According to Ruetz, the same method could be used in studies of brain damage. ” Neuronal stem cells in the subventricular zone are also engaged in the repair of brain tissue damage from traumatic brain injuries or strokes.”
A promising discovery
The glucose transporter connection “is a hopeful finding”, Brunet said. It also raises the possibility of developing simpler behavioral interventions, such as a low-carb diet that might change the amount of glucose that old neural stem cells take up in order to stimulate new neuron growth in old or injured brains.
The researchers found other provocative pathways worthy of follow-up studies. Neural stem cell activation is also related to genes that are related to primary cilia, which are parts of some brain cells that are crucial for sensing and processing signals like growth factors and neurotransmitters.
This finding reassured the team that their method was effective, in part because unrelated earlier studies had already shown connections between cilia organization and neural stem cell function.
Brunet said that the association with the new research on glucose transmission could point to novel treatment options that could involve both pathways.
There might be some intriguing crosstalk between the primary cilia and what we discovered in terms of glucose metabolism, and their ability to influence stem cell quiescence, metabolism, and function.
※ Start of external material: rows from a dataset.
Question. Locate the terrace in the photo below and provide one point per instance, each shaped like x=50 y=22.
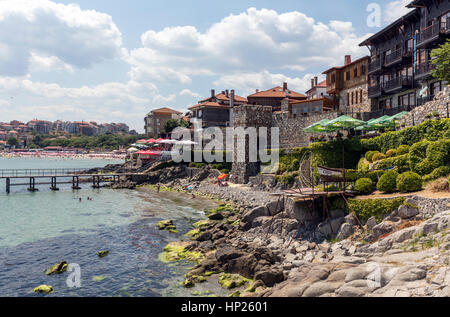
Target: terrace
x=397 y=83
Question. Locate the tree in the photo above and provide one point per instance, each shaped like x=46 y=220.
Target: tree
x=441 y=58
x=12 y=141
x=171 y=124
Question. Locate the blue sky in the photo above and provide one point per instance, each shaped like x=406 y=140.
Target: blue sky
x=114 y=60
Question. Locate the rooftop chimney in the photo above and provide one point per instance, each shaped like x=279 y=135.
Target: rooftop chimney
x=232 y=99
x=348 y=59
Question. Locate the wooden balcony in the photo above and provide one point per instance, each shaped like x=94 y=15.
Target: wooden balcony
x=423 y=70
x=394 y=58
x=429 y=35
x=375 y=91
x=398 y=83
x=375 y=66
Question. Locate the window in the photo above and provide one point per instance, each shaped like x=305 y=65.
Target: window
x=435 y=88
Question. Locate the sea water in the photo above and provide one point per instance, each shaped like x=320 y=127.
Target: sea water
x=40 y=229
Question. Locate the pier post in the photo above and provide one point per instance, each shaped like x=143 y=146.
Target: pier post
x=32 y=187
x=53 y=186
x=75 y=183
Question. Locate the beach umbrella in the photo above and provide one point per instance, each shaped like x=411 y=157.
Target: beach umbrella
x=222 y=176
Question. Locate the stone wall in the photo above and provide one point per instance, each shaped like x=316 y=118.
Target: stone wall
x=291 y=129
x=418 y=114
x=357 y=106
x=248 y=116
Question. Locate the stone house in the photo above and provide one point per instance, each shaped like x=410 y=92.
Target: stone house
x=349 y=85
x=155 y=120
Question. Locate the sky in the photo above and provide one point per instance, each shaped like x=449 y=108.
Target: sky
x=115 y=60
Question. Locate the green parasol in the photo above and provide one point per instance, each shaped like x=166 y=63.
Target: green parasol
x=345 y=123
x=320 y=127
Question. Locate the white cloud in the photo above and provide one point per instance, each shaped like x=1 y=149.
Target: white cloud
x=189 y=93
x=108 y=102
x=248 y=42
x=41 y=34
x=395 y=9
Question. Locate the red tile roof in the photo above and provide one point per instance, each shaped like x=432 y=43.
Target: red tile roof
x=277 y=92
x=166 y=110
x=223 y=97
x=209 y=104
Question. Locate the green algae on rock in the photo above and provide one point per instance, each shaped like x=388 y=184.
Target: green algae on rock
x=103 y=253
x=229 y=281
x=57 y=268
x=193 y=233
x=43 y=289
x=167 y=225
x=176 y=251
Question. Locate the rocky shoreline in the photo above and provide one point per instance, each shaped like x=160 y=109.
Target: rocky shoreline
x=256 y=242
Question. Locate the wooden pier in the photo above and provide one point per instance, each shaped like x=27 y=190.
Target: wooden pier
x=57 y=179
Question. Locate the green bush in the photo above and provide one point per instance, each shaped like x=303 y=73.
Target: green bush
x=366 y=208
x=363 y=186
x=370 y=154
x=378 y=157
x=426 y=156
x=375 y=175
x=409 y=182
x=431 y=130
x=388 y=182
x=403 y=149
x=441 y=171
x=401 y=162
x=391 y=153
x=362 y=165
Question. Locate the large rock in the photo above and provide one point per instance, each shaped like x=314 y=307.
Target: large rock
x=226 y=254
x=345 y=231
x=257 y=212
x=407 y=212
x=270 y=277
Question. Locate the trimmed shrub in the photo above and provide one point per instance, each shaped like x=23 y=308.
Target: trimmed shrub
x=417 y=158
x=378 y=157
x=388 y=182
x=403 y=149
x=366 y=208
x=401 y=162
x=437 y=173
x=409 y=182
x=391 y=153
x=370 y=154
x=363 y=186
x=375 y=175
x=362 y=165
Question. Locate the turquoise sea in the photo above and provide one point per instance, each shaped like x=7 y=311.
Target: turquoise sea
x=40 y=229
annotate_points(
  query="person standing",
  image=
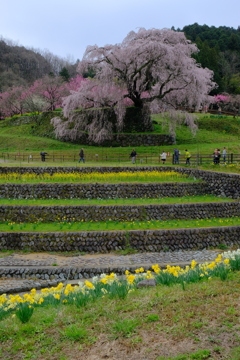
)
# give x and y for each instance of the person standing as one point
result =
(176, 156)
(43, 155)
(163, 157)
(224, 153)
(81, 154)
(187, 156)
(133, 156)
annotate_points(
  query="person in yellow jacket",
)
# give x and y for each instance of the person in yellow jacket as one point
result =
(187, 156)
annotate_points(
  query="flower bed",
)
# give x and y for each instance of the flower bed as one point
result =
(113, 287)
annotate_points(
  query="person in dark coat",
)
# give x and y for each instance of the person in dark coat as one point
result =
(133, 156)
(43, 155)
(81, 154)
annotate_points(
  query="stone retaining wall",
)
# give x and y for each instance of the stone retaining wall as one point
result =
(106, 241)
(100, 191)
(220, 184)
(118, 213)
(61, 273)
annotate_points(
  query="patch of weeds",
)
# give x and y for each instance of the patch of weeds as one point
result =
(127, 251)
(235, 354)
(222, 247)
(136, 340)
(125, 327)
(198, 325)
(199, 355)
(152, 318)
(75, 333)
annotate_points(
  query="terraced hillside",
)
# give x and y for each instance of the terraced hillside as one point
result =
(142, 227)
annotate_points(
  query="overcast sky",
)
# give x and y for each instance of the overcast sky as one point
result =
(66, 28)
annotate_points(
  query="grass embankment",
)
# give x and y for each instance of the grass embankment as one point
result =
(79, 177)
(110, 225)
(187, 321)
(17, 136)
(102, 202)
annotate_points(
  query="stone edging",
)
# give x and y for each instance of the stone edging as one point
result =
(106, 241)
(118, 212)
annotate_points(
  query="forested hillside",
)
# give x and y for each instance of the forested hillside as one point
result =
(219, 51)
(21, 66)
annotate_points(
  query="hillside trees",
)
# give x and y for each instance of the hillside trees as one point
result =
(45, 94)
(149, 68)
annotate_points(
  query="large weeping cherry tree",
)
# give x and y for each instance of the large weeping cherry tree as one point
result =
(151, 69)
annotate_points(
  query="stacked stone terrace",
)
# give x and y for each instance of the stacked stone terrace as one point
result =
(106, 241)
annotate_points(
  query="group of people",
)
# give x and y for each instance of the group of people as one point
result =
(217, 155)
(176, 154)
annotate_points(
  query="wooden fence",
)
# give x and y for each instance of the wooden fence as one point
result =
(196, 159)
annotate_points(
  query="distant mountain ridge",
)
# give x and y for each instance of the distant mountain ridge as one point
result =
(219, 51)
(22, 66)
” The next step”, Brunet continued, “is to look more closely at what glucose restriction, as opposed to knocking out genes for glucose transport, does in living animals”.
Funding: The work was supported by the National Institutes of Health ( grants P01AG036695 and R01AG056290 ),  , the Stanford Brain Rejuvenation Project and , a Larry L. Hillblom Foundation Postdoctoral Fellowship.  ,
About this news from research in genetics and neurogenesis
Author: Lisa Kim
Source: Stanford
Contact: Lisa Kim – Stanford
Image: The image is credited to Neuroscience News
Original Research: Open access.
“CRISPR–Cas9 screens reveal regulators of ageing in neural stem cells” by Anne Brunet et al. Nature
Abstract
CRISPR–Cas9 screens reveal regulators of ageing in neural stem cells
In the adult mammalian brain, the ability of neural stem cells ( NSCs ) to transition from quiescence to proliferation is affected by age. Following injury during aging, the functional decline of NSCs results in decreased production of new neurons and defective regeneration.
Although there have been several genetic treatments that have been shown to improve old brain function, systematic functional analysis of genes in old NSCs and more generally in old cells has not been done.
In this study, we develop high-throughput CRISPR–Cas9 screening platforms in vitro and in vivo to systematically discover gene knockouts that increase NSC activation in old mice.
More than 300 gene knockouts that specifically restore the activation of old NSCs were discovered during genome-wide screens in primary cultures of young and old NSCs. The top gene knockouts play a role in glucose import and cilium organization.
We also create a scaleable CRISPR–Cas9 screening platform in vivo that identified 24 gene knockouts that promote new brain cell activation and the development of new neurons in older brains.
Notably, the knockout of , Slc2a4, which encodes the GLUT4 glucose transporter, is a top intervention that improves the function of old NSCs. NSCs increase in glucose uptake as they age, and transient glucose starvation restores the ability of older NSCs to activate. Therefore, a rise in glucose uptake may explain the NSC activation decline as a result.
Our research provides scalable platforms for systematically identifying genetic interventions that, in addition to in vivo, boost the function of old NSCs, with significant implications for preventing regenerative decline as we age.